Es ist ja schon einmal ein Virus von einem chinesischen Lebendtiermarkt ausgegangen, im Jahr 2002/2003, das dem heutigen Coronavirus nahe verwandte SARS-Coronavirus. Es bleibt sehr stark zu hoffen, dass jetzt, nachdem das ein zweites Mal passiert ist, Lebendtiermärkte für immer schließen.

Werden wir es in Zukunft öfter mit Zoonosen zu tun haben?

Ja, Zoonosen werden mehr werden. Hauptgrund dafür ist der menschliche Eingriff in die Natur. Nehmen wir beispielsweise Afrika - hier werden immer mehr Urwälder für Plantagen abgeholzt. Der Mensch kommt Wildtieren, die ihren Lebensraum verlieren, immer näher. Durch die Nähe kommt es vor, dass Infektionen von Wildtieren auf den Menschen überspringen. Wie zum Beispiel bei Ebola.

Ein weiterer Grund ist die Reisetätigkeit. Es gibt Zoonosen die durch "Vektoren" (Träger wie beispielsweise blutsaugende Insekten) übertragen werden, da spielen der Klimawandel und die globale Erderwärmung eine Rolle, weil sich Stechmücken und Zeckenarten, die früher nur im subtropischen oder mediterranen Raum verbreitet waren, weiter nach Norden verbreiten, weil es bei uns wärmer wird. Damit können sie Krankheiten aus wärmeren Gebieten zu uns bringen.

Kann das Virus von Menschen auf Haustiere übertragen werden?
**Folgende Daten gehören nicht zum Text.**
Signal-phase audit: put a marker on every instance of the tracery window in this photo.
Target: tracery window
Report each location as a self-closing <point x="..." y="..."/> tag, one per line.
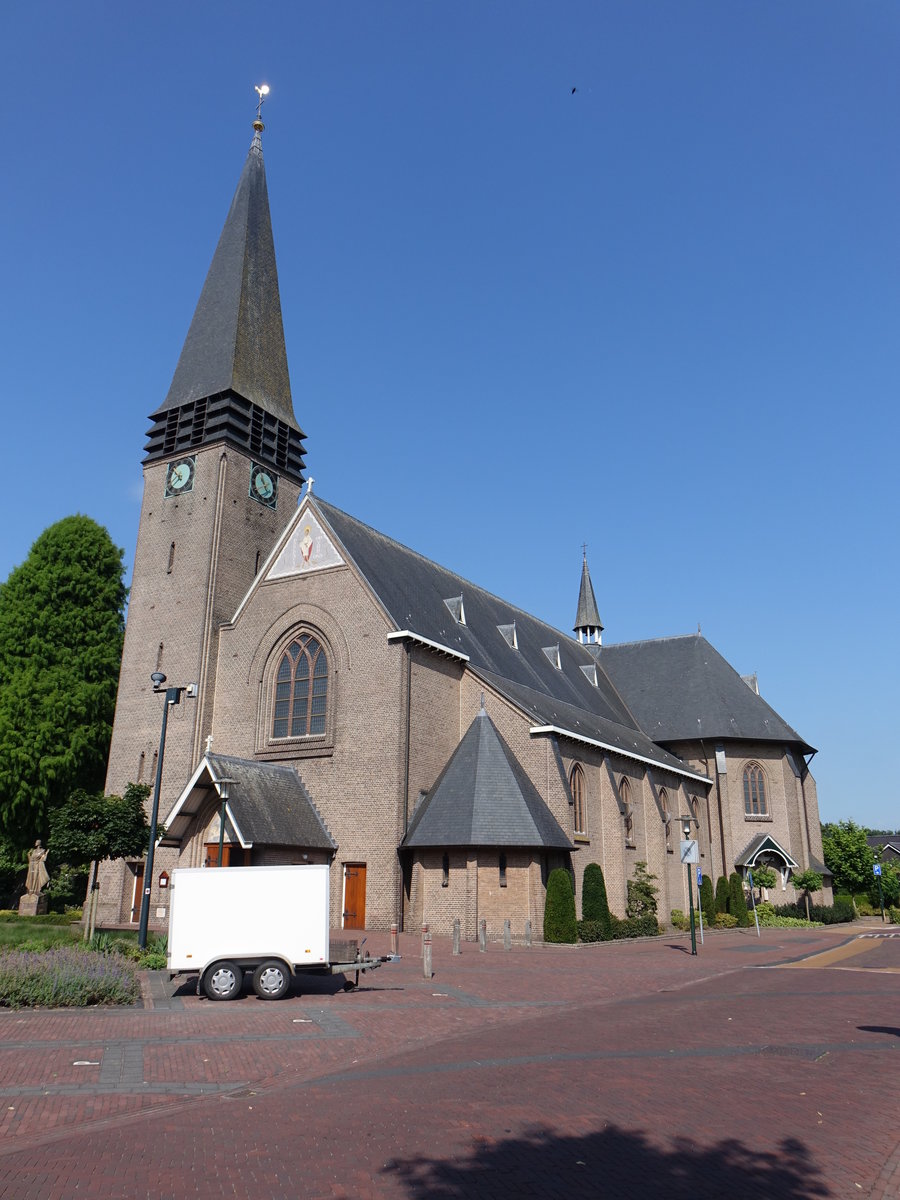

Dafür gibt es derzeit absolut keine Anhaltspunkte. Kollegen in China haben das intensiv untersucht und keinerlei Anhaltspunkte gefunden. Das Gleiche gilt für klassische, österreichische, landwirtschaftliche Nutztiere wie Geflügel, Schwein oder Rind. Das wurde zum Teil auch schon untersucht und es wurden keine Hinweise gefunden.

Grundsätzlich ausgeschlossen ist das aber nicht. Generell ist so etwas schon möglich. Die letzte Pandemie 2009/2010 im Zuge der Schweinegrippe (das war eine menschliche Infektion) hat sich in der menschlichen Population ausgebreitet. Trotzdem gab es Einzelfälle, dass ein Mensch durch Tröpfcheninfektion wieder ein Schwein infiziert hat.

Wie kann man sich vor Übertragung schützen?

Eine der wenigen guten Eigenschaften: Das Virus bleibt in der Außenwelt nur kurz infektiös. Wir sprechen hier von ein paar Stunden.

Handhygiene ist also das wichtigste, was wir machen können. Das Problem bei einer Tröpfcheninfektion: Man hält die Hand beim Husten vor den Mund und greift dann die Türklinke an. Diese bleibt ein paar Stunden infektiös. Der nächste greift die Türklinke an und infiziert sich...

Ist der Verzehr von Fleisch in Bezug auf Zoonosen gefährlich?

Generell gilt: Gekochte Produkte werden immer alle Viren abtöten, da geht keine Gefahr aus. Aber beim Zubereiten oder Verzehr von rohem Fleisch kann es zu einer Infektion kommen.